To enable, so the one thing that I've learned by making these apps and launching it to a small audience is, the more explanations you can give, the more intuitive it is, the better. And that's why using JavaScript in here for all of these different helper little boxes, that tends to be very useful. And just giving them directions up top, it all, it's very useful for people who are not very familiar with your app. Also uploading a toy data set is highly recommended. If you've not, if you just directly put in an upload your own data, then people get confused. So I put in like three or four different toy data sets that you can use from different sources.

I'll show you clinical data since I work for Aetna. So let's look at this data set, which is just it's fake. It is a data set of members with different diseases. And different characteristics. And you can pick the different variables that you want to include in your analysis. Up here, you can quickly explore the data and get summaries. You can find what percentage of zeros exist within your data set, you can find what how many different what is the different types of factors within each variable, and what kind of variable is it. And it'll give you like missing data summaries as well. Now, this is pretty powerful, you can quickly get summaries, you can download all of this in either of the formats that you want. So you if you want a PDF, you can quickly download this as a PDF.

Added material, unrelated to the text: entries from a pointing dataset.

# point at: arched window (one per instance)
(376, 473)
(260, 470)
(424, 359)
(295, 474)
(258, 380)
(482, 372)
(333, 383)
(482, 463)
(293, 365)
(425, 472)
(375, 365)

It'll show you correlations very quickly, you can find what are the variables that are very correlated with each other. So if you spend days in an inpatient facility, you will obviously have very high medical costs. So that's, that's why you have high correlations. And you can view your raw data, whatever you have uploaded. Also, you might want to remove variables which are very highly correlated. So then you can remove those variables, right here going forward, they'll be excluded from the rest of the analysis.

Then you can go into the clustering analysis where you say decide the number of clusters, a very common data science clustering 101 technique using the elbow method. And then you can choose whatever, whatever method you want for your clustering algorithm. And just quickly click to cluster. And for example, if you use three clusters, then it gives you this result. And you can also change clusters according to business needs. So if the business says three is too little, we need something between four to six. And you and if you've done this before, you know that market segmentation is not a pure data science exercise. It's a mix, it's a mix between what the business wants and what you can give them. So you can very quickly iterate on what you want.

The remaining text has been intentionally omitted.